A taste of Burma

Last week, November 12 – 14, TeliaSonera was part of a group of business delegates, headed up by the Swedish prime minister and trade minister Ewa Björling, who visited Burma. One of the main purposes of the five day fact finding trip was to strengthen ties with Burma and to increase trade and investments between Sweden and Burma.

It is impossible to ignore the huge political transformation which has been sweeping though Burma in recent times. Step by step foreign states are easing long held bans on overseas investment into the country and Burma is starting to liberalise its state controlled economy. A new, investor friendly, foreign investment law has been approved in November and currently, the Burma government is reviewing its telecommunications act. Once established it would pave the way for potential auctioning and tendering of mobile licenses. Currently, there is no telecom regulation and no license process as of yet.

A country rich in natural resources

Burma is rich in natural resources such as arable land, forestry, minerals, natural gas. Most recently the country has emerged as a natural gas exporter. With its stunning coast line Burma will quickly become a prime tourist location as well. Due to its history, the digital revolution has pretty much gone unnoticed in Burma. Only one million, of its approx. 60 million inhabitants enjoy the benefits a mobile phone brings and 400.000 have internet access. Currently, the country has a poor fixed network and no roaming agreements. To be able to access the mobile network you need to purchase a 250 dollar SIM card. And even then the coverage is not good.

Little to none mobile coverage

Kjell Lindström, head of Public affairs TeliaSonera, as one of the twenty business delegates visiting the country points out:

“One of the first things that surprised me in Burma was that hardly any people were walking around with phones, and for that matter I did not even see a smartphone. It took a bit to get used to that. I guess our party was fortunate as on arrival we did buy a SIM card and a prepaid subscription for our phones, but still the coverage was poor. I guess you know the fairy tale Sleeping Beauty, being in Burma, felt a bit like entering the castle when she awakes after such a long time a sleep”.

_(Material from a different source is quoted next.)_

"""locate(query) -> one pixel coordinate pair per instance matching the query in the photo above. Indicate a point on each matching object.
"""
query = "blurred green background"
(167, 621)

“During our visit the business delegation went to the capital Nay Pyi Taw where we had the possibility to meet with top ministers from six different Ministries. Of course the meeting with the Ministry of Communications and Information Technology was very valuable and interesting to us. It gave us an insight in the way they work in order to get the telecom act in place, but more important contacts that might be useful in the future”.

“Nay Pyi Taw is a city built a few decades ago. The number of citizens is very limited and basically the city only consists of government buildings, big avenues and impressive roundabouts but very few cars. In Yangoon the environment is completely different. No one really knows how many people live there but probably seven million. The port of Yangoon is a very important hub for all kinds of trade and on the streets you can buy everything from food to clothing, books, well everything. Buildings and infrastructure are often in very bad conditions but you also note that there are many reconstruction projects going on. A lot will happen during the next coming years. Yangoon is a safe place. You do not have to feel unsecure walking on the streets. People are open minded and have a very positive attitude. This will of course also be important now when tourists start travelling to the country. I never had the chance to travel to the sea but I imagine the beaches are among the most beautiful in the world”.

What telecommunications can bring

According to many reports Burma could be on the verge of the next wave of growth. The growth though will be dependent on investments in the infrastructure such as health, education, communications and transport. The role of telecoms operator is a key enabler in achieving this. The most recent Deloitte and GSMA research, issued Nov 20, shows that mobile communications offers unprecedented economic growth globally. TeliaSonera will continue to keep a close eye on developments in Burma, but before making any decisions on entering the market a thorough human rights impact assessment and due diligence process would have to be completed.